By Stephanie Mercado, CAE, Executive Director/CEO, National Association of Health Care Quality
For as long as I’ve been working in association management (18 years) I’ve experienced the pressures of keeping the membership value proposition strong. But today, I feel the pressure more than ever. I attribute this heightening sense of urgency to two things: an increasingly demanding customer and rapid advancement of technology.
Associations often fail to realize that we work in a B2C (business to consumer) environment. Guess who else serves those customers? Amazon. Nordstrom. Thermador.
If Alexa can be your personal assistant, and Nordstrom can have your purchases ready for pick up in 1 hour or less, and your oven can preheat itself for you, what must associations do to add value to membership?

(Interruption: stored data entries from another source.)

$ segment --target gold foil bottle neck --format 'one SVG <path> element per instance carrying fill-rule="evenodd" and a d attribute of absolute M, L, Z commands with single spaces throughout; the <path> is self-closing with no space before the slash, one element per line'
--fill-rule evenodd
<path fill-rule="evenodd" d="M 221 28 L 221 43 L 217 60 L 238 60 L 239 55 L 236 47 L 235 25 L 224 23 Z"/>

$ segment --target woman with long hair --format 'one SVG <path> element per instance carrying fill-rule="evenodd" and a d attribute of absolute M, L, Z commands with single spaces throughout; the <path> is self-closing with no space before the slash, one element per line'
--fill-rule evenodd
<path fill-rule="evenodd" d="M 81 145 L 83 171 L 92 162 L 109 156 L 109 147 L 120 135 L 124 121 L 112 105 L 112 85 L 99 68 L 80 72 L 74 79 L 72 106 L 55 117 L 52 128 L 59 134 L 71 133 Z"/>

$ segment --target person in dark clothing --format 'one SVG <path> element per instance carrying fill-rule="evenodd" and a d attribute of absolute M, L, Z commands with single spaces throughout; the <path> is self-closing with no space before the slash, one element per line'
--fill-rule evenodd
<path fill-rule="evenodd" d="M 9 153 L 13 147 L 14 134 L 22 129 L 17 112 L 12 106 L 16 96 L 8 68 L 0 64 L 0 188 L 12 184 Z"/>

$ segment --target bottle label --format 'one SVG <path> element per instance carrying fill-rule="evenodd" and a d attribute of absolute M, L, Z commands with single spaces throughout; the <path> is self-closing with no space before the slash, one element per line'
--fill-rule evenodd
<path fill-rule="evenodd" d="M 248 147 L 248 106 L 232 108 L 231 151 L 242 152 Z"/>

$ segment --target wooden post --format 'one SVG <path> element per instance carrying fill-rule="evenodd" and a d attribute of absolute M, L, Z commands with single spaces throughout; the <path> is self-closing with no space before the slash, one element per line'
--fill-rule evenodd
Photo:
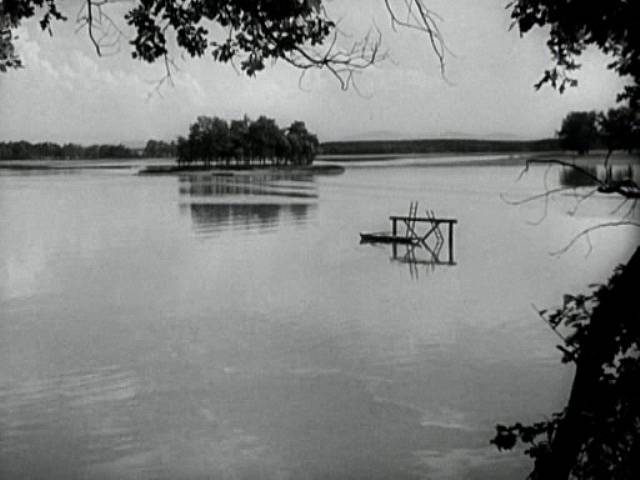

How do you balance offering future products and services with the products and services that have gotten your organization to where it is today?
NAHQ’s board and staff are asking and answering these hard questions. Here is our approach.
First, start where you are with what you have. Take inventory of your top products, with this dual criteria in mind: 1. Which products provide the most value to the customer and mission? and (not or) 2. Which products generate the most revenue for the organization? Every other product or service goes on the nice-to-have list. Why? In order to find capacity to create new value you will need to redirect time, talent and resources for technology solutions to the new offerings that are needed to satisfy your customers.
In NAHQ’s case, we offer the only accredited certification in healthcare quality, the CPHQ. The CPHQ was created in 1983, and NAHQ has leveraged that credential and grown certificants by 50% in the last 4 years. We now boast 11,000+ certificants. This product met the dual criteria and is now an anchoring product for NAHQ’s overall value proposition.
Next, work hard to define value for the organization. Why does your organization exist? Do the products and services that met the dual criteria meet the mission? What else is needed to round out value with that offering? For NAHQ this means extending our mission to advance a coordinated, competent healthcare quality workforce by going beyond certification. We are bundling our products on either end of the spectrum (beginner through advanced) and we are in the process of developing an online solution for recertification that ties the full spectrum of the career journey into one cohesive experience for our members so that when quality professionals think of their career development, they think of NAHQ.
These seemingly simple steps are difficult to manage from a staff and volunteer perspective. It takes time and effort (think months and years, not days and weeks) to get a shared vision for the future of the organization. It’s hard to give up programs or services that have a small but loyal following. Do it anyway. Drilling down and keeping only programs and services that appeal to the majority of your membership will help you stay relevant in a rapidly changing environment.